Festa della mamma: le prigioniere palestinesi chiedono diritti nelle carceri israeliane

https://www.middleeasteye.net/             21 marzo 2022

In una lettera, le detenute hanno affermato che nonostante la “reclusione forzata” sono ancora attaccate alla loro vita e alla loro maternità “in un modo che si addice a ogni madre palestinese”

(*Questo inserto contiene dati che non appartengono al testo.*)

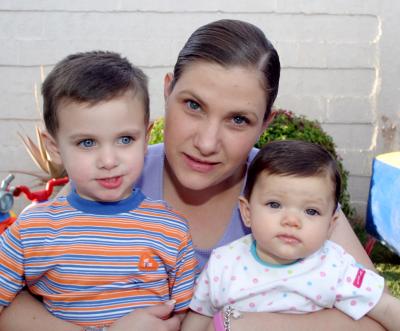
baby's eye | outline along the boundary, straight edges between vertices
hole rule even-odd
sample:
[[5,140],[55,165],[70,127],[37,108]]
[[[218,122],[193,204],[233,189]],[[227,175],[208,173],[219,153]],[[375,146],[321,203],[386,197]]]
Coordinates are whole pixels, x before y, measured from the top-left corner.
[[267,203],[267,206],[273,209],[278,209],[281,207],[281,204],[279,202],[276,201],[271,201]]
[[235,125],[244,125],[250,122],[249,119],[243,115],[233,116],[232,121]]
[[315,209],[312,209],[312,208],[306,209],[306,214],[310,215],[310,216],[320,215],[318,210],[315,210]]
[[190,110],[197,111],[200,109],[200,105],[196,101],[193,101],[193,100],[187,100],[186,105]]
[[93,139],[84,139],[78,143],[78,146],[83,148],[90,148],[96,146],[96,142]]
[[133,142],[133,138],[129,136],[123,136],[118,139],[118,143],[121,145],[129,145]]

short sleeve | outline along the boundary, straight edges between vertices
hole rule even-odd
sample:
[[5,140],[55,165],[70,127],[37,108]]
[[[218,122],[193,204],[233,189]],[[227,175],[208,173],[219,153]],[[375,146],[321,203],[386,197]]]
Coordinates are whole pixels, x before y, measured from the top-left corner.
[[214,277],[211,274],[211,270],[213,270],[212,265],[216,263],[214,257],[215,255],[211,254],[210,260],[196,280],[194,295],[190,303],[190,309],[201,315],[206,315],[210,317],[214,316],[217,313],[217,308],[212,304],[211,299],[211,280]]
[[354,258],[343,252],[343,274],[338,279],[334,306],[358,320],[366,315],[380,300],[384,279],[365,269]]

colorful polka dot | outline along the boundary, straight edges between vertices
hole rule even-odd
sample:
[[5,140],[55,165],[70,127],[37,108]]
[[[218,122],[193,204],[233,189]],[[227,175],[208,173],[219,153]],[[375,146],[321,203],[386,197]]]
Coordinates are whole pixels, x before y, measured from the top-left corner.
[[357,301],[356,301],[356,300],[351,300],[351,301],[350,301],[350,304],[351,304],[352,306],[355,306],[355,305],[357,305]]
[[257,284],[258,283],[258,278],[253,278],[253,284]]
[[249,303],[249,307],[250,307],[250,308],[254,308],[255,306],[256,306],[256,304],[255,304],[254,302],[250,302],[250,303]]

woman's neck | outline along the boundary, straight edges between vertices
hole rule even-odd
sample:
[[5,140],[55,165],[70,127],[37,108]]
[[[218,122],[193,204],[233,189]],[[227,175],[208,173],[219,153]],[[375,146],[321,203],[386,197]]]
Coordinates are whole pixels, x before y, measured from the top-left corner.
[[242,190],[245,166],[236,175],[204,190],[183,187],[167,161],[163,177],[164,199],[188,219],[195,247],[214,247],[231,221]]

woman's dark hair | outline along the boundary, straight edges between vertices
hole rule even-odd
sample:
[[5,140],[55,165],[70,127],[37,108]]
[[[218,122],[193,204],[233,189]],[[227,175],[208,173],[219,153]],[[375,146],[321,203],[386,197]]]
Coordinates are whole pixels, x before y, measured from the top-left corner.
[[171,90],[185,68],[194,62],[214,62],[225,68],[243,66],[262,73],[267,107],[271,112],[279,88],[280,62],[274,46],[255,25],[239,20],[219,20],[198,28],[178,55]]
[[318,144],[279,140],[264,145],[249,166],[244,188],[246,199],[250,199],[254,184],[263,172],[296,177],[328,174],[334,186],[335,206],[338,204],[342,185],[339,167],[329,152]]

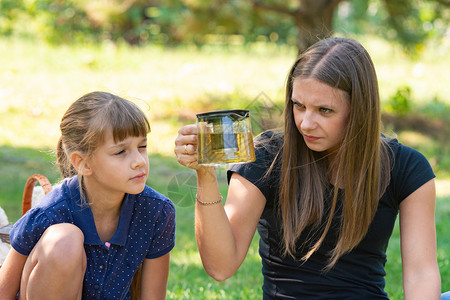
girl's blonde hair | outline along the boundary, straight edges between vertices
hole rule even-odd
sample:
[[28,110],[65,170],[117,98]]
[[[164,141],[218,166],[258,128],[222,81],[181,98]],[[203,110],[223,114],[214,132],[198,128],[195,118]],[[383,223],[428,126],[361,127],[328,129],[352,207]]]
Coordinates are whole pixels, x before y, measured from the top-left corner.
[[110,93],[92,92],[72,103],[61,119],[60,129],[56,156],[59,170],[67,178],[77,174],[70,161],[73,152],[91,157],[108,130],[118,142],[129,136],[146,136],[150,124],[134,103]]
[[[348,95],[347,131],[331,163],[324,154],[307,147],[295,125],[291,97],[296,78],[314,78]],[[308,259],[321,246],[337,211],[338,187],[341,187],[339,234],[325,268],[328,270],[365,236],[390,181],[388,146],[381,138],[378,82],[369,54],[354,40],[319,41],[301,54],[291,68],[285,101],[279,204],[285,254],[294,256],[297,239],[309,226],[317,238],[308,241],[311,243],[307,245],[309,251],[302,259]],[[337,170],[336,182],[333,182],[334,192],[327,210],[325,191],[332,170]]]

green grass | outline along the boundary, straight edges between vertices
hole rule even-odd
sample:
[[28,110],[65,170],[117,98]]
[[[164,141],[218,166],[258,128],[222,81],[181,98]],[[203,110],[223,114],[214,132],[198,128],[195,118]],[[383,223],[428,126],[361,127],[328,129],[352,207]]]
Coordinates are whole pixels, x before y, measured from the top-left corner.
[[[449,182],[447,182],[448,184]],[[441,273],[442,291],[450,290],[450,194],[436,199],[437,257]],[[389,241],[386,263],[386,291],[392,300],[404,299],[402,290],[402,262],[400,229],[397,222]]]
[[[194,234],[195,174],[177,164],[173,157],[151,154],[151,175],[148,184],[169,195],[177,209],[176,246],[171,252],[168,299],[261,299],[261,263],[258,254],[258,234],[241,268],[232,278],[216,282],[204,271],[197,251]],[[23,185],[32,173],[42,173],[52,182],[59,178],[50,151],[32,148],[0,147],[0,206],[10,221],[21,214]],[[220,188],[226,195],[224,169],[217,169]],[[436,209],[438,263],[442,289],[450,290],[450,191],[449,180],[438,180],[439,196]],[[403,299],[398,222],[387,251],[386,291],[392,300]]]
[[[450,87],[444,84],[450,81],[448,46],[433,45],[420,62],[414,62],[385,42],[371,38],[362,42],[373,56],[383,99],[408,85],[415,103],[436,96],[450,104]],[[177,130],[194,122],[196,113],[246,108],[261,101],[282,105],[295,49],[261,45],[162,49],[107,43],[49,47],[0,39],[0,53],[0,206],[11,222],[20,217],[23,186],[31,174],[59,180],[52,149],[59,138],[60,118],[70,103],[93,90],[113,92],[147,112],[152,126],[148,184],[168,195],[177,208],[168,299],[261,299],[257,234],[231,279],[218,283],[203,270],[194,235],[195,177],[176,162],[173,142]],[[440,161],[433,163],[440,145],[428,137],[400,133],[399,138],[423,151],[433,167],[447,169],[438,172],[436,229],[442,288],[450,290],[450,181],[442,178],[448,176],[448,168]],[[218,175],[225,196],[224,170],[219,169]],[[403,299],[399,247],[397,225],[386,266],[386,290],[394,300]]]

Khalida Jarrar, membro del Fronte popolare per la liberazione della Palestina (FPLP), abbraccia un sostenitore dopo il suo rilascio da una prigione israeliana, 28 febbraio 2019 (AFP)

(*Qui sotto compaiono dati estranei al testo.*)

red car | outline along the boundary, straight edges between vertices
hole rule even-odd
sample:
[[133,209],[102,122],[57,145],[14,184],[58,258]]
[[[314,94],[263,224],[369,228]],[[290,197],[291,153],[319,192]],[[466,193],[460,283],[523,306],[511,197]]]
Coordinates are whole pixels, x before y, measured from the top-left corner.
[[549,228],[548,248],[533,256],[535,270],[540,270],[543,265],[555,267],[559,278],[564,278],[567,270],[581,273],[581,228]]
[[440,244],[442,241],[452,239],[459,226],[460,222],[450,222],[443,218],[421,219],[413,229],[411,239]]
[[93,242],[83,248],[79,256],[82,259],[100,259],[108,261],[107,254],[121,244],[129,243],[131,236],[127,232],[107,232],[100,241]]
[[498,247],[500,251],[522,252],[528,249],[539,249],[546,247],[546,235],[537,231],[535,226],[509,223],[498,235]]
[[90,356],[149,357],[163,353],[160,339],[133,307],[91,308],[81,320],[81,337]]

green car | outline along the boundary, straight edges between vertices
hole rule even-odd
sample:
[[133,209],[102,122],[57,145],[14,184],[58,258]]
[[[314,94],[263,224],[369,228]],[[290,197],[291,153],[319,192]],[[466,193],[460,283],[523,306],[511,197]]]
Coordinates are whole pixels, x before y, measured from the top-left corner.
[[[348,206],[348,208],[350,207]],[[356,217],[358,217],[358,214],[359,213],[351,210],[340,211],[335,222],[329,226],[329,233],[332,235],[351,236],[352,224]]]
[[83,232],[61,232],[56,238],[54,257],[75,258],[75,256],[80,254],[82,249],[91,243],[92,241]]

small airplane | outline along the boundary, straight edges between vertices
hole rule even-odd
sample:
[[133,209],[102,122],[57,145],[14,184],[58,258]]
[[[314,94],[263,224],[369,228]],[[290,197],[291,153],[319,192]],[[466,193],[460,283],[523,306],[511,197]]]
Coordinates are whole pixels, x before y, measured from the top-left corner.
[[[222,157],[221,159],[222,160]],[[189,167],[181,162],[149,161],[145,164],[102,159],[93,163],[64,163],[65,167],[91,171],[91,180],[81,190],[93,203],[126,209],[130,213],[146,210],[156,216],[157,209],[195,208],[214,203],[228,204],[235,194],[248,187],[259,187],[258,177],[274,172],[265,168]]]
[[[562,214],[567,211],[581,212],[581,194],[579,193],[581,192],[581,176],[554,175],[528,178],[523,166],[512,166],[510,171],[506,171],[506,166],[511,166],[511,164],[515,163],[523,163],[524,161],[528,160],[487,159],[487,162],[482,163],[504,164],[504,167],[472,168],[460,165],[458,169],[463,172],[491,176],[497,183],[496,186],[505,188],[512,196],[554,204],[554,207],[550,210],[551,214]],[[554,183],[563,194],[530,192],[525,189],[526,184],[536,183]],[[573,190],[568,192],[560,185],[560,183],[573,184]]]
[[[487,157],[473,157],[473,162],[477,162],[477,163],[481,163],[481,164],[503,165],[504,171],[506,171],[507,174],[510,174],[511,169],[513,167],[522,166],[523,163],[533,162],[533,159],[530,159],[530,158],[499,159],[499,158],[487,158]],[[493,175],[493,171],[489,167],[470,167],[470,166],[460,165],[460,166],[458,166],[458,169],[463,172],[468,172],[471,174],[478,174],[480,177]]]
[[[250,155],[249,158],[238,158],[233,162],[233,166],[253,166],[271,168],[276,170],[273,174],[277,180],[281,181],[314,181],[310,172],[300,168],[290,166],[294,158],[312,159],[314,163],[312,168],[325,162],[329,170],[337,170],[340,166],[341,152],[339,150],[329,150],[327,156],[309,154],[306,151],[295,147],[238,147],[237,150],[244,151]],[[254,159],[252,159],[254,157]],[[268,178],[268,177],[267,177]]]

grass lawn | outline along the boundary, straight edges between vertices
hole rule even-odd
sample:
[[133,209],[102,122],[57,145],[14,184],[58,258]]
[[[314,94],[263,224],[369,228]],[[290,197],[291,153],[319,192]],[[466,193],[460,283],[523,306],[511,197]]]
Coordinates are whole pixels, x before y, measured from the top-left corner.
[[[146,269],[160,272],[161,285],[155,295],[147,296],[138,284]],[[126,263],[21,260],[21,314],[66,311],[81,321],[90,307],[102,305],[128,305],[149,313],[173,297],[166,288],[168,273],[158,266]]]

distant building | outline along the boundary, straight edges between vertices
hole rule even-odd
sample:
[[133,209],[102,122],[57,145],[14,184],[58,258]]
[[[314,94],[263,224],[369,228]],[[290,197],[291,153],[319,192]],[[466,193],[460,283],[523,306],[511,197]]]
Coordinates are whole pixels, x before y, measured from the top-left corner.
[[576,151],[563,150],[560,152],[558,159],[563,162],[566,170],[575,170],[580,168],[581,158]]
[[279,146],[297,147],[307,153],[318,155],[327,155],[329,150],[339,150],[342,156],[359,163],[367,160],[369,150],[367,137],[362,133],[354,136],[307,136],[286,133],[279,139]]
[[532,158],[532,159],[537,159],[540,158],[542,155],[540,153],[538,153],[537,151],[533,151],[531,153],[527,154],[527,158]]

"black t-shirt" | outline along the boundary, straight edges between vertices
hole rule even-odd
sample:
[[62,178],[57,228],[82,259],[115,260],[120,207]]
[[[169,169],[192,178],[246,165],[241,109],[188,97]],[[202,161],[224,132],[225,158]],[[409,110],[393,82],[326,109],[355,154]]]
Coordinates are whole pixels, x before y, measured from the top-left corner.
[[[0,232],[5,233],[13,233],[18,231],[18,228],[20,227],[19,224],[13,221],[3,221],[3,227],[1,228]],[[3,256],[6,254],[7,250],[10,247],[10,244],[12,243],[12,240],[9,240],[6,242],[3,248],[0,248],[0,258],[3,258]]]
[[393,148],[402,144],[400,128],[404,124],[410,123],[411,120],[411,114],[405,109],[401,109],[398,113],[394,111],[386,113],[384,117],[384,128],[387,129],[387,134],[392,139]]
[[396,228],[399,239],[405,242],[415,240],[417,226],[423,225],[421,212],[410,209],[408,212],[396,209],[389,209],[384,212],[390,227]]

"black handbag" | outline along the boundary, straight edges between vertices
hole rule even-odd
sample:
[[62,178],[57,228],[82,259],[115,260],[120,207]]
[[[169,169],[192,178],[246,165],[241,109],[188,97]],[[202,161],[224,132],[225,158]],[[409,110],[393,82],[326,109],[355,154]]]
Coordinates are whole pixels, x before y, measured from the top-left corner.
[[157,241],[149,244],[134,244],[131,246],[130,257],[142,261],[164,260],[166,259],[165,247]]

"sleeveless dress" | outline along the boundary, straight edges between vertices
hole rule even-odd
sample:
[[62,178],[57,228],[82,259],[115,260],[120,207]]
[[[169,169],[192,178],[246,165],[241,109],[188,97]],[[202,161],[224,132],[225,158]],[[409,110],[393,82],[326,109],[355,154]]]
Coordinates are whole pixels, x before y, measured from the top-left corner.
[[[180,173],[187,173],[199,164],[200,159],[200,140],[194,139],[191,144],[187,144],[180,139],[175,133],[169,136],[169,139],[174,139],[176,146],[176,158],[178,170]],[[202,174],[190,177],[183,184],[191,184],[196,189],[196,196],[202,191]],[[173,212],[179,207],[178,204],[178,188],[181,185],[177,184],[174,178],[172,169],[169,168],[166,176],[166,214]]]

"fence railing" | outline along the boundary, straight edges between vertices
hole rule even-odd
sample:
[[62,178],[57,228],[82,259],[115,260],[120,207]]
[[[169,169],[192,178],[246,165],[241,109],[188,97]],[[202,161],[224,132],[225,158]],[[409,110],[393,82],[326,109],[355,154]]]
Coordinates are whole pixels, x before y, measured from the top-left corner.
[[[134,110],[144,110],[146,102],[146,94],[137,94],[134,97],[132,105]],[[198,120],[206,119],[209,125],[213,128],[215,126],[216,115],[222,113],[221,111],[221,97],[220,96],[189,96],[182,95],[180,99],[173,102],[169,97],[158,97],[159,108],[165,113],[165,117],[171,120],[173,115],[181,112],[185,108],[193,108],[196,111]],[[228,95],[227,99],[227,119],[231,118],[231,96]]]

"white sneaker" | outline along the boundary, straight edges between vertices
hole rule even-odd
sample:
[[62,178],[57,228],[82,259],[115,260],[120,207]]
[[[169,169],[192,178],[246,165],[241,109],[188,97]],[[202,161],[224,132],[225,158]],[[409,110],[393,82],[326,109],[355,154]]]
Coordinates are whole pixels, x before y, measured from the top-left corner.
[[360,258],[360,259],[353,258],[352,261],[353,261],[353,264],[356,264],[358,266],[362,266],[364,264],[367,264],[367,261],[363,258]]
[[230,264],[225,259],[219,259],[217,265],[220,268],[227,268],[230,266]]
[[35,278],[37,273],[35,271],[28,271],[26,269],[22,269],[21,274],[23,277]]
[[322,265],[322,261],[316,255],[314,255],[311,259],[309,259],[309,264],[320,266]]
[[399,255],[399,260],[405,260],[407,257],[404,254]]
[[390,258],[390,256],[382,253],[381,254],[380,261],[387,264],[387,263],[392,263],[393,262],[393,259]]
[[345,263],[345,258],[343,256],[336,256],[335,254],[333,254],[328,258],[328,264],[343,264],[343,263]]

Un gruppo di monitoraggio dei prigionieri palestinesi ha chiesto a Israele di difendere i diritti delle detenute palestinesi lunedì, poiché dozzine di donne hanno celebrato la festa della mamma nelle carceri israeliane, dove si trovano ad affrontare condizioni difficili.

I gruppi per i diritti delle donne devono alzare la voce per porre fine alle sofferenze delle detenute palestinesi, ha affermato in una nota la commissione per gli affari dei prigionieri dell’Autorità palestinese.

“Le donne palestinesi stanno ancora pagando un prezzo pesante con le loro vite e le loro famiglie a causa della continuazione di questa occupazione e delle sue pratiche disumane e immorali”, ha affermato.

Ci sono 31 donne palestinesi incarcerate in Israele, di cui 10 madri.

La commissione dei prigionieri ha affermato che le donne detenute nel carcere di Damon hanno chiesto all’Israeli Prison Service (IPS) di installare un telefono fisso per chiamare i loro parenti.

Le prigioniere hanno anche chiesto l’assunzione di una dottoressa invece di un praticante maschio per controllarle; la fine della politica di isolamento; e aumentare la tipologia dei prodotti venduti nella mensa del carcere.

Ad alcune donne nelle carceri israeliane, come Shorouq al-Badan e Israa Jaabis, è stato impedito di incontrare e abbracciare i propri figli, secondo l’agenzia di stampa Wafa.

In una lettera congiunta, le detenute nel carcere di Damon hanno affermato in occasione della festa della mamma – tenutasi il 21 marzo nel mondo arabo – che, nonostante la reclusione forzata, sono ancora attaccate alla loro vita e alla maternità “in un modo che si addice a ogni madre palestinese”.

“Siamo unite alle madri palestinesi e alle donne combattenti in tutto il mondo per difendere i nostri diritti e i diritti dei nostri figli a una vita dignitosa e per ottenere libertà e indipendenza”, hanno scritto in una lettera pubblicata dai media palestinesi.

“Salutiamo le madri della Palestina, in particolare le madri il cui cuore batte al battito dei loro figli e delle loro figlie feriti e imprigionati, le madri che salutano i loro figli martiri, le madri che hanno difeso la terra, la casa e la scuola”. hanno aggiunto.

“E diciamo alle nostre figlie che mentre questa prigione ci priva del contatto fisico con loro, i messaggi del loro amore ci giungono con amore sicuro e continuo”.

Ci sono 4.400 prigionieri palestinesi attualmente detenuti nelle carceri israeliane, di cui 490 in detenzione amministrativa, secondo il gruppo per i diritti dei prigionieri di Addameer.

I prigionieri palestinesi in detenzione amministrativa hanno boicottato i tribunali militari israeliani per quasi 80 giorni in segno di protesta contro la loro incarcerazione arbitraria senza accuse.

La politica altamente controversa, utilizzata quasi esclusivamente contro i palestinesi, consente la detenzione senza accusa o processo per periodi rinnovabili da tre a sei mesi, senza possibilità di appello o di sapere quali accuse vengono mosse contro i detenuti.

Molti prigionieri palestinesi hanno fatto ricorso allo sciopero della fame per protestare contro questa politica.